Mining Instance-Centric Vision-Language Contexts for Human-Object Interaction Detection¶

Conference: CVPR 2026 arXiv: 2604.02071 Code: https://github.com/nowuss/InCoM-Net Area: Object Detection / Human-Object Interaction Detection Keywords: Human-object interaction detection, vision-language model, instance-centric context, multi-context features, attention mechanism

TL;DR¶

This paper proposes InCoM-Net, which extracts intra-instance, inter-instance, and global context features separately for each instance from VLM features, and achieves state-of-the-art HOI detection on HICO-DET and V-COCO (HICO-DET Full mAP 43.96, V-COCO AP_role^S1 73.6) via progressive context aggregation and fusion with detector features.

Background & Motivation¶

Background: HOI detection aims to localize human-object pairs in images and classify their interaction relationships, serving as a fundamental task in visual understanding. Recent Transformer- and VLM-based methods (e.g., CLIP, BLIP) have significantly advanced performance.
Limitations of Prior Work: Existing VLM integration methods either use scene-level VLM features solely as global semantic priors (e.g., HOICLIP, UniHOI), or restrict VLM features to object bounding boxes via RoI alignment (e.g., ADA-CM, BCOM), failing to fully exploit contextual cues distributed across different levels of the scene.
Key Challenge: HOI reasoning requires simultaneous understanding of an instance's own visual cues, its relationships with surrounding instances, and the global scene context.
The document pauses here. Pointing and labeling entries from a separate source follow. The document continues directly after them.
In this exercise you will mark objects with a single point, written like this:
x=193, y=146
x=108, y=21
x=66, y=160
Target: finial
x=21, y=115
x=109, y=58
However, existing methods apply context information uniformly to all instances, lacking instance-specific context modeling.
Goal: To extract multi-level contextual information from VLM features for each instance individually and effectively fuse it into the detector's instance features.
Key Insight: The authors observe that human judgment of HOI relies on three types of cues—the visual features within the target instance, its relationships with other instances, and surrounding scene information—and accordingly design an instance-centric multi-context mining scheme.
Core Idea: Extract three types of context (intra-instance, inter-instance, and global) from VLM features via masked self-attention, then progressively fuse them into detector queries.

Method¶

Overall Architecture¶

InCoM-Net adopts a dual-branch architecture: (1) a DETR detector branch that extracts instance-level features \(q^l\); and (2) a CLIP visual encoder that extracts VLM features \(V^l\). The core module is Instance-centric Context Mining, comprising two sub-modules—ICR (Instance-Centric Context Refinement) and ProCA (Progressive Context Aggregation)—processed iteratively across \(L\) layers. Finally, an HO Pair Generator constructs human-object pair features, which are fed into an interaction decoder for HOI classification.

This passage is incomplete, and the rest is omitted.